METHODS::Since the discovery of dental pulp stem cells, a lot of teams have expressed an interest in dental pulp regeneration. Many approaches, experimental models and biological explorations have been developed, each including the use of stem cells and scaffolds with the final goal being clinical application in humans. In this review, the authors' objective was to compare the experimental models and strategies used for the development of biomaterials for tissue engineering of dental pulp with stem cells.
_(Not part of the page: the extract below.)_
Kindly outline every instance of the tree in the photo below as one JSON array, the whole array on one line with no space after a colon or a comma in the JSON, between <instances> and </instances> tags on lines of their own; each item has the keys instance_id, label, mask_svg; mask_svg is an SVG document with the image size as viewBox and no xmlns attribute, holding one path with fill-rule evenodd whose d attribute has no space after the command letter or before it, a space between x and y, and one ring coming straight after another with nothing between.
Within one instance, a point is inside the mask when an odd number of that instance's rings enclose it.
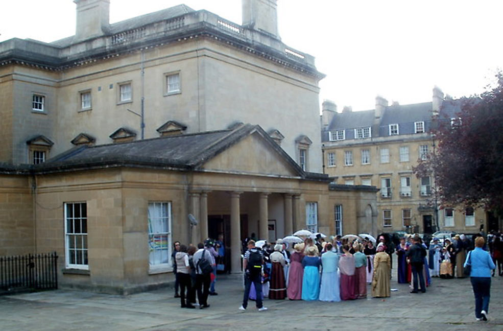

Electronic queries were conducted on PubMed using the following terms: pulp regeneration, scaffold, stem cells, tissue engineering and biomaterial. The extracted data included the following information: the strategy envisaged, the type of stem cells, the experimental models, the exploration or analysis methods, the cytotoxicity or viability or proliferation cellular tests, the tests of scaffold antibacterial properties and take into account the vascularization of the regenerated dental pulp. From the 71 selected articles, 59% focused on the "cell-transplantation" strategy, 82% used in vitro experimentation, 58% in vivo animal models and only one described an in vivo in situ human clinical study. 87% used dental pulp stem cells. A majority of the studies reported histology (75%) and immunohistochemistry explorations (66%). 73% mentioned the use of cytotoxicity, proliferation or viability tests. 48% took vascularization into account but only 6% studied the antibacterial properties of the scaffolds. This article gives an overview of the methods used to regenerate dental pulp from stem cells and should help researchers create the best development strategies for research in this field.